"How can I know what I think until I read what I write?" – Henry James


There are a few lone voices willing to utter heresy. I am an avid follower of Ilusion Monetaria, a blog by ex-Bank of Spain economist (and monetarist) Miguel Navascues here.
Dr Navascues calls a spade a spade. He exhorts Spain to break free of EMU oppression immediately. (Ambrose Evans-Pritchard)

martes, 20 de enero de 2009

En el Daily Telegraph de hoy viene un comentario que es exactamente lo que yo decía en mi reciente artículo en LD y mi último post. El euro, un instrumento de tortura, me parece una metáfora muy ajustada de lo que va a pasar.

By Ambrose Evans-Pritchard

Last Updated: 6:29AM GMT 20 Jan 2009

Real interest rates of minus 2pc set by Frankfurt for German needs led to a Spanish property bubble of fearsome scale. Construction rose to 16pc of GDP, trumping the British and US bubble by large margins. Spanish companies tapped the euro capital markets as if there was tomorrow. Reliance on foreign borrowing reached 10pc of GDP, among the world's highest. Wages went up and up. The result is a current account deficit that is also 10pc of GDP.

Now what? A country with full control over all levers of economic policy can claw its way out of such a hole. Spain can do almost nothing.

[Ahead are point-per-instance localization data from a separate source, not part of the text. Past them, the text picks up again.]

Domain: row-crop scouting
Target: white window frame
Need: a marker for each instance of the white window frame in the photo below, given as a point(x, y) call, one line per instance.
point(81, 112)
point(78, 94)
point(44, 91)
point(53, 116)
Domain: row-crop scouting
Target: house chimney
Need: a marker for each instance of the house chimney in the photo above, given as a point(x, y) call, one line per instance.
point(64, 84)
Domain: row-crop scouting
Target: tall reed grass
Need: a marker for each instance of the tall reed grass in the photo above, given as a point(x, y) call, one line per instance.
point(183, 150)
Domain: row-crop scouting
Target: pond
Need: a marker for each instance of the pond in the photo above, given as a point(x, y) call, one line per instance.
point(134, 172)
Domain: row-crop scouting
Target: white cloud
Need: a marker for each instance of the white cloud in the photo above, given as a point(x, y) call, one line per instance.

A key reason why Standard & Poor's has stripped Spain of its AAA credit rating is that the country no longer sets its own interest rates and cannot devalue its currency to restore balance.

S&P did not say explicitly that EMU has become an instrument of debt-deflation torture for Spain. That would be breaking the great euro taboo. It insisted that EMU provides an anchor of stability. But that is pro-forma dressing. The sub-text is that Spain cannot recover until it breaks its chains.

Spain has to claw back 20pc to 30pc against a stern German that will not inflate. Therefore, Spain must deflate. It must embark on a 1930s policy of draconian wage cuts.

It remains to be seen whether this will be tolerated by a democracy. Brussels expects Spanish unemployment to reach 19pc – or 4.5m people – by late next year. This is a depression.

Workers are already rising up against the ruling socialists. An angry march by trade unions in Zaragoza on Sunday is the first shot across the bows.

As yet, no Spanish heavyweight has questioned the orthodoxy of EMU membership. That may change, as it is changing in Ireland. The euro system is starting to inflict very grave hardship on ordinary people. This is exactly what critics always feared. In the end, it will breed conflict.